There’s potential to do “clamshell” mode with two memory chips per channel, one on each side of the PCB, but that’s pretty messy and not something we’d expect to see in a mainstream GPU. That could get the 128-bit interface up to 16GB of VRAM, which again would be odd as the higher-tier parts like the 4070 Ti only have 12GB. Still, that sounds better than an RTX 4060 8GB model to me!
And what about the RTX 4050? Maybe Nvidia will stick with the 128-bit interface on the AD106 GPU and just skip using AD107 on a desktop part — that’s basically what happened with GA107 that was almost exclusively used for laptop RTX 3050. But if it does try to use AD107 in a desktop, it would only have up to 6GB VRAM, again with clamshell VRAM being a potential out.
It’s not just the memory capacities that raise some concern. We said in the RTX 4070 Ti review that performance wasn’t bad, but it also wasn’t amazing. It’s basically a cheaper take on an RTX 3090, with half the VRAM and lower power use. The 4070 Ti gets by with 60 Streaming Multiprocessors (SMs) and 7680 CUDA cores (GPU shaders), slightly more than the outgoing RTX 3070 Ti. But AD106 could top out at just 40 SMs, maybe even 36 SMs, which would put it in similar territory to the RTX 3060 Ti on core counts, leaving only GPU clocks as a performance boost.
Put those two things together — insufficient VRAM and relatively minor increases in GPU shader counts — and we’re likely looking at modest performance improvements compared to the previous Ampere generation GPUs.

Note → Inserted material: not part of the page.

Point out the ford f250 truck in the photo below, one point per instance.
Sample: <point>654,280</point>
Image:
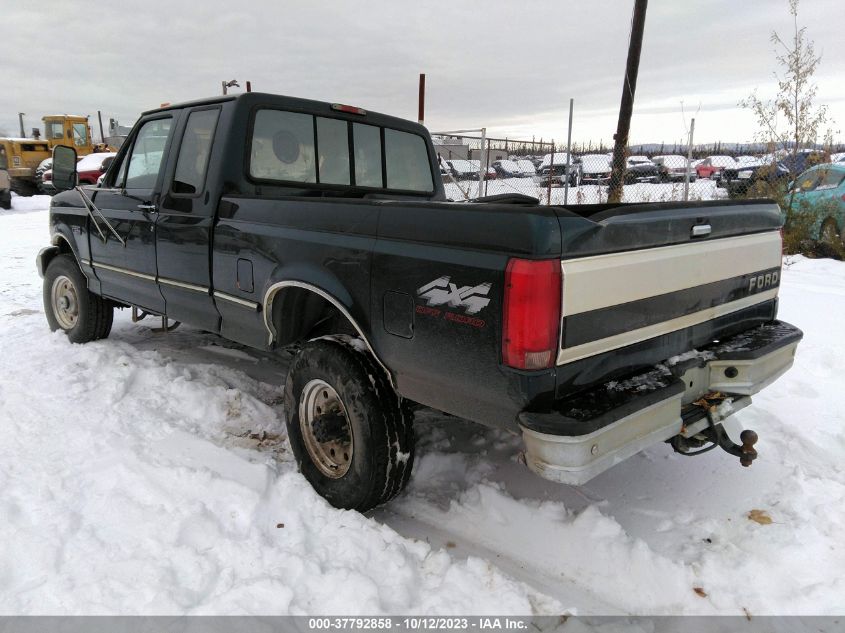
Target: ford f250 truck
<point>324,230</point>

Nvidia will then trot out DLSS 3 performance improvements, which only apply to a subset of games and also don’t offer true performance increases, and things start to sound even worse. Part of the benefit of having a GPU that can run games at 120 fps today is that, as games get more demanding, it will still be able to do 60 fps in most games a few years down the road. But what happens when those aren’t real framerates?

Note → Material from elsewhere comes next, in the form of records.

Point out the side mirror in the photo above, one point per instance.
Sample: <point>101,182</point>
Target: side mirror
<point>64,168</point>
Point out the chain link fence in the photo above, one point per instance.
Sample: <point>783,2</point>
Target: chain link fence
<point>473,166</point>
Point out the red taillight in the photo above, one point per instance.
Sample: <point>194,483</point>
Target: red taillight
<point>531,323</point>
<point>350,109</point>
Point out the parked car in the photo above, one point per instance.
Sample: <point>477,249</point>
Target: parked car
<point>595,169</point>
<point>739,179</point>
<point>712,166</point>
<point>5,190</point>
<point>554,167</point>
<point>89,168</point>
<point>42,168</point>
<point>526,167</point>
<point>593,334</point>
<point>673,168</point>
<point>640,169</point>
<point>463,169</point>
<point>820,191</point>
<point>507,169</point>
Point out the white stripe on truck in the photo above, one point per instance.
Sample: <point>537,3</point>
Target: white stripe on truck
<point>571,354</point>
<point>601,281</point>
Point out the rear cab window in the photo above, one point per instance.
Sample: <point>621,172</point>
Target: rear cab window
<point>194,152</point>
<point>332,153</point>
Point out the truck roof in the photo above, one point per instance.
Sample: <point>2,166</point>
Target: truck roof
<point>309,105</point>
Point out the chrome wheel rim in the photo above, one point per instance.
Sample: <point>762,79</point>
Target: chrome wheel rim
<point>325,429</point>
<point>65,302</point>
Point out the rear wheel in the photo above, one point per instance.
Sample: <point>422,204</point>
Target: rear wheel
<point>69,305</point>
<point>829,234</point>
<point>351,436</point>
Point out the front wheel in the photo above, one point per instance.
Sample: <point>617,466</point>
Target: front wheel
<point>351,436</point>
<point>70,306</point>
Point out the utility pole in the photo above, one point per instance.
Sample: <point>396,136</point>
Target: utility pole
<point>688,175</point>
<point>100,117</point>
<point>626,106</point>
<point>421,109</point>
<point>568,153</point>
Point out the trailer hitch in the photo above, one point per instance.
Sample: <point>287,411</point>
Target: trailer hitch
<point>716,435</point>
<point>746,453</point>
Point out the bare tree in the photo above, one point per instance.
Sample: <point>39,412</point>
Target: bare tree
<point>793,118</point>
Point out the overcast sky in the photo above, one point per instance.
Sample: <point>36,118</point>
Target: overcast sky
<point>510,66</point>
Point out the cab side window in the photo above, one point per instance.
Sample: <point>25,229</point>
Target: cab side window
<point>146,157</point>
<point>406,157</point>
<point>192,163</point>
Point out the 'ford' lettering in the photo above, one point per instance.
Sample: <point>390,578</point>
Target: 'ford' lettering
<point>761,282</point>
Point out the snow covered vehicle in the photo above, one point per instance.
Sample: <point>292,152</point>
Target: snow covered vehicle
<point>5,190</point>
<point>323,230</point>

Let’s assume a game running at 120 fps courtesy of DLSS 3’s Frame Generation technology, with a base performance of 70 fps. All is well and good for now, but down the road the base performance will drop below 40 fps as games become more demanding, and eventually it will fall below 30 fps. What we’ve experienced is that Frame Generation with a base framerate of less than 30 fps still feels like sub-30 fps, even if the monitor is getting twice as many frame updates per second.

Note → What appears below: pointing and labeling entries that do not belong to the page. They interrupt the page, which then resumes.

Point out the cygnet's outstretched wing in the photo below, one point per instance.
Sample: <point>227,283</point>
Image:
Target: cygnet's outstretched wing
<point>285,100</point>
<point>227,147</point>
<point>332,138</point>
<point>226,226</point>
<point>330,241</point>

That same logic applies to higher framerates as well, so DLSS 3 at 120 fps with a 70 fps base will still feel like 70 fps, even if it looks a bit smoother to the eye. Most people won’t be able to tell the difference between input rates at 70 samples per second and inputs at 120 samples per second. But when you start to fall below 40, even non-professional gamers will start to feel the difference.
Or to put it more bluntly: DLSS 3 and Frame Generation are no panacea. They can help smooth out the visuals and maybe improve the feel of games a bit, but the benefit isn’t going to be as noticeable as actual fully rendered frames with new user input factored in, particularly as performance drops below 60 fps.
That’s not to say it’s a bad technology — it’s quite clever actually — and we don’t mind that it exists. But Nvidia needs to stop comparing DLSS 3 scores against non-DLSS 3 results and acting like they’re the same thing. Take the base framerate before Frame Generation and add maybe 10–20 percent and that’s what a game feels like, not the 60–100 percent higher fps that benchmarks will show.
Back to the topic at hand, the future mainstream and budget RTX 40-series GPUs will no doubt beat the existing models in pure performance, and they’ll offer DLSS 3 support as well. Hopefully Nvidia will return to prices closer to the previous generation, though, because if the RTX 4060 costs $499 and the RTX 4050 costs $399, they’re going to end up being minor upgrades compared to the existing cards at those price points.